There are five stanzas in the actual "list" portion of the poem, indicated by dashes. Each stanza is lightly scented by the five stages of grief. Denial, Anger, Bargaining, Depression, Acceptance. I do mean lightly scented.
Also, to emphasize the cyclical nature of renting, how things come and go in our lives, I decided to break the first line of each stanza with a portion of the last and first sentence of James Joyce's Finnegans Wake, namely
"a way, a lone, a last, a loved, a long the..." the last sentence
"rivverrun, past Eve and Adam's, from swerve of shore to bend of bay..." the first sentence.
I also did this to give the poem a little more structure. I rhymed the third line with the first of each stanza.
The first stanza, denial, paints the speakers as vested in the renter's life. Taken as a poem of suicide, it's the relatives and friends demanding a note - some way to convince themselves that they can still contact the lessee whose taken his life. The girl across the bay is sadly the extent of the J = Jay Gatsby reference. Of course, there's no reason really to believe it's not a sincere gesture. Depending on who left the list, they really do intend to keep up with the lessee, and this becomes a poem of well wishing - a pleasant goodbye.
The dog leaving a mess is both a reference to my neighbors mad obsession with the dog a friend brought over once. They have since assumed I've smuggled it into my apartment and intend to unleash some terrible odor on them. But also, it's the Anger. It's the idea that the person leaving, either the apartment complex or life, will leave a mess and be a problem and have nasty repercussions that the speakers will have to deal with.
Bargaining. The last cup of coffee. Talking to make noise. An old woman - gossipy and lonely. The image is almost archetypal these days. The small ways we influence peoples lives while we have our short lease on Earth, and in our apartments. The idea that our last encounter will somehow be too cruel - too much - and thus extend itself - refuse to be the last encounter.
The last is vaguely depression, though it just comes off as bitter, I think. There's such a terrible hollowness to the "one-off magazines" we order and lose interest in and never bother to cancel. I felt it made a nice symbol of the way people hang around somehow after they've left. People who move away still flash across our social networking - drop in at holidays. People who die have their clothes with their smell that just hangs, though you never noticed it when they lived.
"That's the real cost of renting, all those things you leave behind." Kind of funny. I just know I'll leave something small and terribly valuable in this apartment. Of course it means more than that.

1 comment:

  1. You are quite the complex individual. Reading this the first time at We Drink Because We're Poets, and then seeing the entire explanation of your process, the whole of your line of thinking, this brings a lot more to your poetry than what one would see at first glance. It makes me to wonder what a poetry collection from you would look like. Just out of curiosity.

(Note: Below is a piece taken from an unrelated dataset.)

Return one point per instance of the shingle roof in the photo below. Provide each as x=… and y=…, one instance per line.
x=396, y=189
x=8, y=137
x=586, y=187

That would be a very, very interesting body of work, I think, one that I believe could be appreciated by true lovers of poetry the world over. Of course, that's my all-too-optimistic opinion because, as you and I both know, most people tend to regard poetry as reading material of last resort. All the same, impressive.

    This makes me want to go and reevaluate all of my work. And now I feel embarrassed. Trust me, that's a good thing! It means to me that I'm growing. Very amazing poetry, again, and I very much enjoy the depth of the assessments of your work Jef.